80% of corporate information is unstructured. Really?

by | Sep 11, 2018 | Digital workplace, Information management, Search

Along with the time that knowledge workers spend searching the second most widely used statistic in discussions around search business cases is that 80% of organizational information is unstructured. It is not so much a statistic as a statement, as rarely are the implications discussed in any detail.

In May 2000 Dr. Mike Lynch, the founder of Autonomy, gave a press conference, He was presenting the quarterly report on his company and stated that volume of unstructured information within companies (in other words anything that is not held in a database such as text documents and emails) was doubling every three months. He went on to forecast that in two years 80% of valuable corporate information will be in an unstructured format. It was a number that the Autonomy press team repeated as frequently as they could. The argument was that search applications that could handle unstructured text were the future. I have seen some anecdotal information that this number came out of International Data Corporation, but I have not been able to confirm this. In 2008 Seth Grimes published a very detailed account of the history of 80% so I am going to take up the story a few years later.

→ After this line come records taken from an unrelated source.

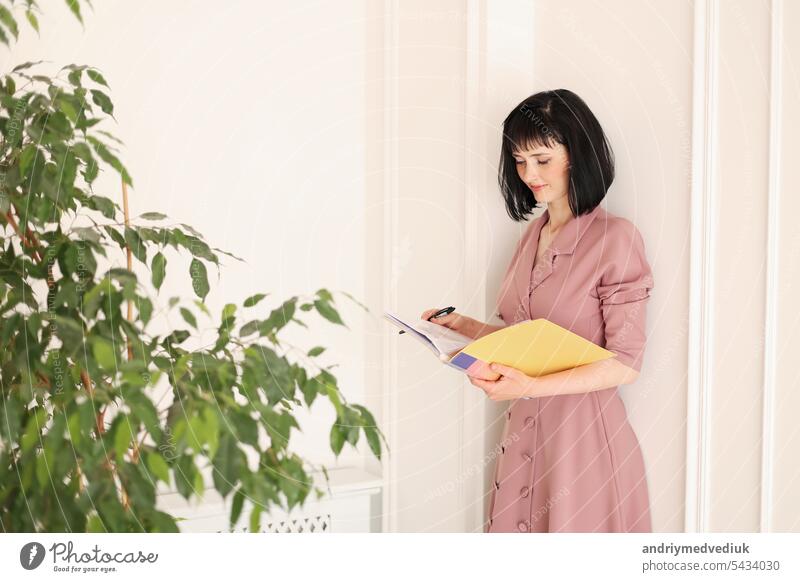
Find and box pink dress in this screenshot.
[486,206,653,532]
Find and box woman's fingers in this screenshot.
[420,309,459,326]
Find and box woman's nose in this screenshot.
[522,164,539,184]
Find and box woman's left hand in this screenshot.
[469,364,536,401]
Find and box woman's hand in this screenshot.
[469,364,536,401]
[420,309,486,339]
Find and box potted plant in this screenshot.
[0,0,385,532]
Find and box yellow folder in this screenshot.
[450,318,616,377]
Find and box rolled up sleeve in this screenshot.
[596,221,653,372]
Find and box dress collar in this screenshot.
[515,205,606,319]
[532,204,605,255]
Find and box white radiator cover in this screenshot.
[156,467,382,533]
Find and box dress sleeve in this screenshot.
[596,221,653,372]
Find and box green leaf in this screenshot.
[92,338,117,370]
[150,252,167,289]
[243,293,268,307]
[173,455,202,500]
[213,433,247,497]
[180,307,197,329]
[145,453,170,486]
[91,89,114,116]
[86,136,133,186]
[308,346,325,358]
[114,414,136,463]
[25,10,39,32]
[189,259,210,299]
[230,487,244,529]
[139,212,167,220]
[125,226,147,265]
[331,420,347,457]
[86,69,108,87]
[0,4,19,39]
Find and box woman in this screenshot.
[422,89,653,532]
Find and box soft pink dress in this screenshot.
[486,206,653,532]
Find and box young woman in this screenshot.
[422,89,653,532]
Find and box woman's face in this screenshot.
[514,143,569,204]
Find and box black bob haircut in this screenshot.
[498,89,614,221]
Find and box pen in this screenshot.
[400,305,456,333]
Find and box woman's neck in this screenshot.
[547,196,573,232]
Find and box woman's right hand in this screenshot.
[420,308,486,339]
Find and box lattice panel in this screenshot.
[227,513,331,533]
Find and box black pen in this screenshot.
[400,305,456,333]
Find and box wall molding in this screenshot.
[382,0,400,532]
[684,0,719,532]
[760,0,783,532]
[458,0,491,531]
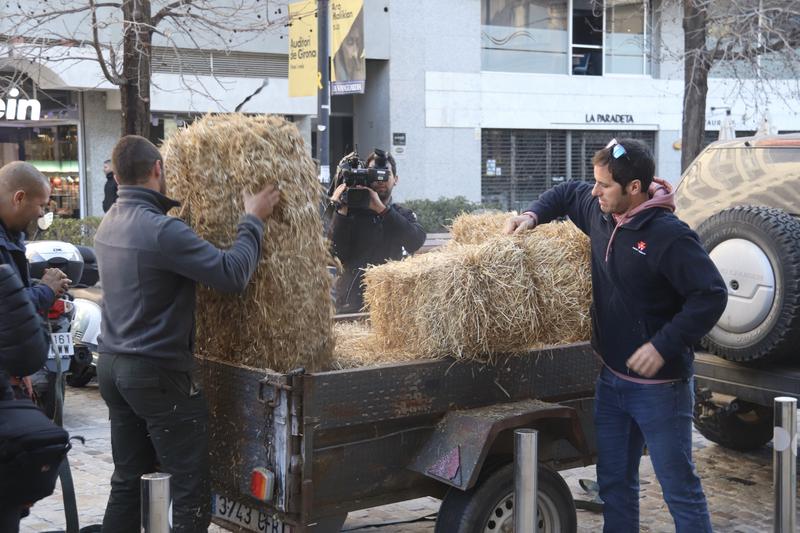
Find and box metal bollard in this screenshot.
[514,429,539,533]
[772,397,797,533]
[142,472,172,533]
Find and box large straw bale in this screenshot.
[365,223,591,361]
[450,211,517,244]
[162,114,333,371]
[333,322,420,369]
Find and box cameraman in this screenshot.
[330,149,425,313]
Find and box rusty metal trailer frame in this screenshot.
[200,343,599,531]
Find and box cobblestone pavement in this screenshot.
[21,382,800,533]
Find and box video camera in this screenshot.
[337,148,391,209]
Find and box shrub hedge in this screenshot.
[400,196,499,233]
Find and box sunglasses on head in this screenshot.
[606,139,630,160]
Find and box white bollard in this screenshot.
[142,472,172,533]
[772,397,797,533]
[514,429,539,533]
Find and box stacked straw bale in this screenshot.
[161,114,333,372]
[333,322,420,370]
[365,214,591,361]
[450,211,517,244]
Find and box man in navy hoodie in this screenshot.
[505,139,727,533]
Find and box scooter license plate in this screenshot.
[47,332,75,359]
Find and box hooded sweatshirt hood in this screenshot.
[606,177,675,261]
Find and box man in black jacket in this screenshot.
[0,265,55,533]
[330,152,425,313]
[0,161,70,312]
[506,139,727,533]
[95,135,280,533]
[103,159,118,213]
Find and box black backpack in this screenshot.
[0,400,70,505]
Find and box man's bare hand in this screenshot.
[331,183,347,215]
[357,185,386,215]
[242,185,281,222]
[503,215,536,235]
[625,342,664,378]
[42,268,72,298]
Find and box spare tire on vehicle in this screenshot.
[697,206,800,362]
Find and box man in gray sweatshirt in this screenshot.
[95,135,280,533]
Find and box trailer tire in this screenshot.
[67,366,95,388]
[697,206,800,362]
[435,464,578,533]
[694,402,774,452]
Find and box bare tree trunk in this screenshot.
[120,0,153,137]
[681,0,711,171]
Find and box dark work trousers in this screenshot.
[0,503,22,533]
[97,354,211,533]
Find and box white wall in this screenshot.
[81,91,122,216]
[388,0,481,201]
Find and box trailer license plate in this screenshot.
[211,494,291,533]
[47,332,75,359]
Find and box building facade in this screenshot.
[0,0,800,215]
[346,0,800,209]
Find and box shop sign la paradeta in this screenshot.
[0,87,42,120]
[584,113,634,124]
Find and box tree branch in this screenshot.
[89,0,125,85]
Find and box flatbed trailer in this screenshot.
[199,343,599,533]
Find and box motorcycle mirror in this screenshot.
[36,211,53,231]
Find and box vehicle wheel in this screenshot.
[697,206,800,362]
[694,394,773,452]
[436,464,578,533]
[67,365,95,388]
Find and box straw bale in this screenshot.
[161,114,333,371]
[333,322,420,370]
[365,222,591,361]
[450,211,517,244]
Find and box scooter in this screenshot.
[25,237,84,418]
[67,296,101,387]
[25,214,100,418]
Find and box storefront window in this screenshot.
[481,0,569,74]
[606,0,647,74]
[481,129,656,211]
[481,0,648,76]
[0,125,80,218]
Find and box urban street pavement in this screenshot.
[20,382,800,533]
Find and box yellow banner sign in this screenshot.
[331,0,367,94]
[289,0,318,96]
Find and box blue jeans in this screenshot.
[594,367,712,533]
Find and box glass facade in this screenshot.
[0,80,81,218]
[481,129,656,211]
[481,0,649,76]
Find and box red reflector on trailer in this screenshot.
[250,468,275,502]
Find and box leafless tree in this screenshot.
[668,0,800,169]
[0,0,287,136]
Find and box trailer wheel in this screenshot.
[436,464,578,533]
[697,206,800,362]
[694,401,774,452]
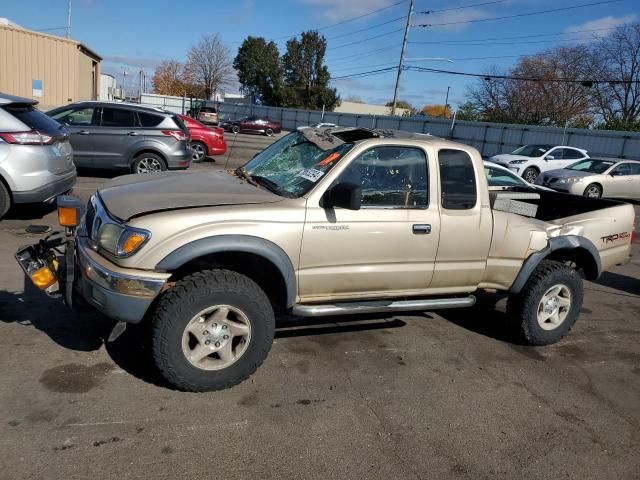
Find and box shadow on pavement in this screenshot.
[593,272,640,295]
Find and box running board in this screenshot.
[292,296,476,317]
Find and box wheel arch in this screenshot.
[156,235,297,308]
[509,235,602,293]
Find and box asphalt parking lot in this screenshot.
[0,135,640,479]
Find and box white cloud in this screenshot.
[299,0,396,21]
[564,13,638,41]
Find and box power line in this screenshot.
[327,15,405,40]
[408,66,640,86]
[417,0,507,15]
[271,0,407,40]
[409,25,624,45]
[415,0,622,27]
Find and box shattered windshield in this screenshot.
[240,132,353,198]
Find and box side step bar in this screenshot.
[292,295,476,317]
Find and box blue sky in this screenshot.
[0,0,640,106]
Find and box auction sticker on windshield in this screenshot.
[298,168,324,183]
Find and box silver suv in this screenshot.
[0,93,76,218]
[47,102,192,173]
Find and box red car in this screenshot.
[178,115,227,162]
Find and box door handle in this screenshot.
[412,223,431,235]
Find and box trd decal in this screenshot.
[600,232,631,243]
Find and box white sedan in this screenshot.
[489,145,589,183]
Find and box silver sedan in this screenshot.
[536,158,640,200]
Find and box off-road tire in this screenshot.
[522,167,540,183]
[507,260,583,346]
[151,270,275,392]
[582,183,602,198]
[0,181,11,220]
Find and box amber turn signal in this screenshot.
[30,267,58,290]
[122,232,147,255]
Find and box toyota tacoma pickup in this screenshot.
[16,127,635,391]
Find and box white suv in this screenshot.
[489,145,589,183]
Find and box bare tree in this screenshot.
[186,33,234,99]
[591,23,640,130]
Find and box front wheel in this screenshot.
[152,270,275,392]
[507,260,583,345]
[131,153,167,173]
[522,167,539,183]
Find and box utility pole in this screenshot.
[67,0,71,38]
[391,0,413,115]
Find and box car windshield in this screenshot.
[511,145,553,157]
[244,132,353,198]
[567,158,616,173]
[484,166,528,187]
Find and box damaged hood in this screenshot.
[98,171,282,221]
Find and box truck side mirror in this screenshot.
[320,183,362,210]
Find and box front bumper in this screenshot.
[11,169,76,203]
[73,238,170,323]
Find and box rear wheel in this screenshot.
[152,270,275,392]
[582,183,602,198]
[191,142,207,163]
[507,260,583,345]
[131,153,167,173]
[522,167,540,183]
[0,182,11,219]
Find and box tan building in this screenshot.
[0,18,102,109]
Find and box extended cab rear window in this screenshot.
[438,149,478,210]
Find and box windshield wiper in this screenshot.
[236,167,258,187]
[251,175,289,197]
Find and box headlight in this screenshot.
[558,177,584,183]
[98,223,151,258]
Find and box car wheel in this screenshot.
[0,182,11,220]
[131,153,167,173]
[191,142,207,163]
[507,260,583,345]
[582,183,602,198]
[522,167,540,183]
[152,270,275,392]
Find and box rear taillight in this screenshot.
[0,130,55,145]
[162,130,189,142]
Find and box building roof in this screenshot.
[0,18,102,61]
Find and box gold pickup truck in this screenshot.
[16,127,635,391]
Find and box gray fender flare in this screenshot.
[509,235,602,293]
[156,235,298,307]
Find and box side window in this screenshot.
[101,107,137,128]
[52,107,95,127]
[339,146,428,208]
[138,112,164,127]
[438,150,478,210]
[611,163,631,177]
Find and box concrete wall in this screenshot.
[219,103,640,160]
[0,24,101,109]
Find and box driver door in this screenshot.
[298,145,440,302]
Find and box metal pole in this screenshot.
[67,0,71,38]
[391,0,413,115]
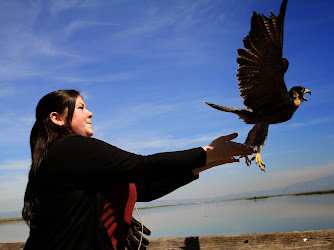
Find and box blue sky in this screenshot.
[0,0,334,212]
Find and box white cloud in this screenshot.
[64,20,115,34]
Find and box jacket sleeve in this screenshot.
[46,136,206,188]
[136,171,199,202]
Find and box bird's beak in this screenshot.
[303,89,311,101]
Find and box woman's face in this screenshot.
[71,96,94,137]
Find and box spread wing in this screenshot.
[236,0,289,111]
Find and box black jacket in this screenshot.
[25,136,206,250]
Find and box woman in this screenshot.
[22,90,254,250]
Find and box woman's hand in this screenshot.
[193,133,256,175]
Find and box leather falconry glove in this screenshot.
[125,217,151,250]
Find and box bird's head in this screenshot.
[289,86,311,106]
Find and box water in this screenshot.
[0,194,334,242]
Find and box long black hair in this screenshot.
[22,89,80,228]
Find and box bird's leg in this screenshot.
[240,155,252,167]
[252,145,266,172]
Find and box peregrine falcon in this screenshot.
[205,0,311,171]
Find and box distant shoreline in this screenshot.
[0,190,334,224]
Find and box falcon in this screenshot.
[205,0,311,171]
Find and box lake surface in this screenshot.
[0,194,334,242]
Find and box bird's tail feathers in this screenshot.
[205,102,252,119]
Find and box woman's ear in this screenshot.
[50,112,65,127]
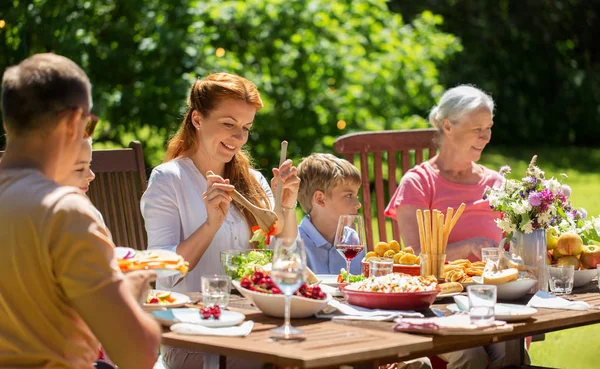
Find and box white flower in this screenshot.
[496,218,517,233]
[511,200,531,215]
[521,221,533,233]
[538,211,552,224]
[544,178,562,194]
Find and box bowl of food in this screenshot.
[232,271,331,319]
[221,249,273,280]
[341,273,440,310]
[573,269,598,287]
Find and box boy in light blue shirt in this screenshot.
[298,154,365,275]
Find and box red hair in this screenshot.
[163,73,270,227]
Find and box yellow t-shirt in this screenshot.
[0,170,122,368]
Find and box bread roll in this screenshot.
[483,268,519,285]
[439,282,463,295]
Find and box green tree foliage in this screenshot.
[0,0,461,167]
[389,0,600,146]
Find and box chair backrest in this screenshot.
[88,141,147,250]
[333,129,437,251]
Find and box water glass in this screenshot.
[481,247,500,262]
[467,284,498,325]
[271,238,307,340]
[548,265,575,295]
[369,258,394,277]
[200,275,231,308]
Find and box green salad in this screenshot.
[224,249,273,280]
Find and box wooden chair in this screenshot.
[333,129,437,251]
[88,141,147,250]
[0,141,147,250]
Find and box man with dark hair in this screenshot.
[0,54,160,368]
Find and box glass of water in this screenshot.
[467,284,497,325]
[271,238,306,339]
[548,265,575,295]
[481,247,500,262]
[201,275,231,308]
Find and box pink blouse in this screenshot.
[385,161,502,243]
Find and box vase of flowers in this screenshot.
[483,156,572,290]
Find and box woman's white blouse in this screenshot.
[140,158,274,292]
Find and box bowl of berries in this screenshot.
[232,270,331,319]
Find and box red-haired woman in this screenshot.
[141,73,300,369]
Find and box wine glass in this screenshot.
[271,238,306,339]
[333,215,366,283]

In 2012 a survey of the growth of big data applications was undertaken by Unisphere Research on behalf of MarkLogic. The survey collected information from 250 companies. Of these only 14% had more than 50% of unstructured information and 60% had somewhere between 10 and 50%. Quite some way off from 80%! In a similar survey carried out by Unisphere in 2013 the percentages were very much the same.

In the 2016 survey there is no chart to show the percentage distribution but the Executive Summary states
“Overall, structured data still represents the vast majority of data under management. Around 45% of the respondents said that structured data accounted for 75% or more of data under management, and another 32% indicated that structured data represented more than half of the data under management. Moreover, 55% of the respondents said that the growth of structured data was greater than the growth of unstructured data.”

It is very likely that the percentage varies widely across industry sectors, with (for example but no evidence) professional services firms having a higher percentage than financial services businesses. It could be that in some organisations the level of unstructured data could be 80% of the total, but all the evidence suggests that the reality is (as indicated by Unisphere) that the advent of big data and the Internet of Things will catalyze a continuing growth in structured data. A 2016 survey by the Aberdeen Group emphasised the importance of unstructured data for decision making but quoted the 80% figure with a link to a presentation given by SAS in 2014 which quoted the source as IDC.

In the final analysis the percentage is irrelevant. The issue is whether employees have access to all the corporate information resources they need to make informed decisions. Given recent research on levels of search satisfaction the answer is almost certainly that they do not. That, rather than mythical volume figures and the time spent searching, is why search needs to be taken seriously.